The literature in PTSD about the phenomenology has, in my view, suffered greatly by the popularity of latent models and easily available software to conduct confirmatory factor analyses and the concomitant confining exploration of the co-variance structure of symptoms to measures that contain only the DSM-IV symptoms themselves, such as the versions of the PCL (Weathers, Litz, Herman, Huska, & Keene, 1993). Any serious attempt to look for subtypes of PTSD, or to understand the full spectrum of symptoms triggered by exposure to a traumatic stressor requires casting a much larger net than the 17 symptoms. Such studies do not look at the structure of PTSD, they look at the structure of the measures of the codified diagnostic criteria. Indeed, I would argue that the idea that there is a structure to PTSD misunderstands that manifest symptoms are probabilistic and a rare symptom not measured redundantly will not survive such analyses, but can nonetheless be among the most pathognomic indicators. Discussions of the criteria for most other disorders in the DSM-5 do not focus on the results of confirmatory factor analyses. Rare, but important symptoms cannot survive such analyses; nevertheless, they may be fully evidentiary in Meehl’s sense. Hopefully, committee deliberations will recognize that the essential core of a disorder or disease must allow not only for atypical manifestations and rare symptoms, but also will recognize that when a non-rare manifestation appears to accompany a limited set of exposures, there may indeed be a difference in kind.

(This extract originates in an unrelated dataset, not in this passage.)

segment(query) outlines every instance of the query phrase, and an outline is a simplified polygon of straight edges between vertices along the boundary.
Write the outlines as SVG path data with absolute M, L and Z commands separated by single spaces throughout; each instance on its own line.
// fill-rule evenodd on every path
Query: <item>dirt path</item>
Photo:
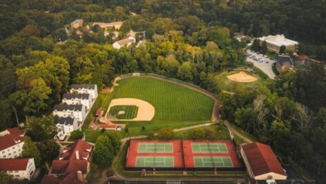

Cronbach, L. J., & Meehl, P. E. (1955). Construct validity in psychological tests. Psychological bulletin, 52(4), 281–302.
Meehl, P. E. (1995). Bootstraps taxometrics: Solving the classification problem in psychopathology. American Psychologist, 50(4), 266–275. doi:10.1037/0003-066X.50.4.266
Meehl, P. E. (2004). What’s in a Taxon? Journal of Abnormal Psychology, 113(1), 39–43. doi:10.1037/0021-843X.113.1.39
Waller, N. G., & Meehl, P. E. (1998). Multivariate Taxometric Procedures: Distinguishing Types From Continua. Thousand Oaks, CA: Sage.
Weathers, F. W., Litz, B., Herman, D., Huska, J., & Keene, T. M. (1993). The PTSD Checklist (PCL): Reliability, validity, and diagnostic utility. Presented at the Annual Convention of the International Society for Traumatic Stress Studies, San Antonio, TX.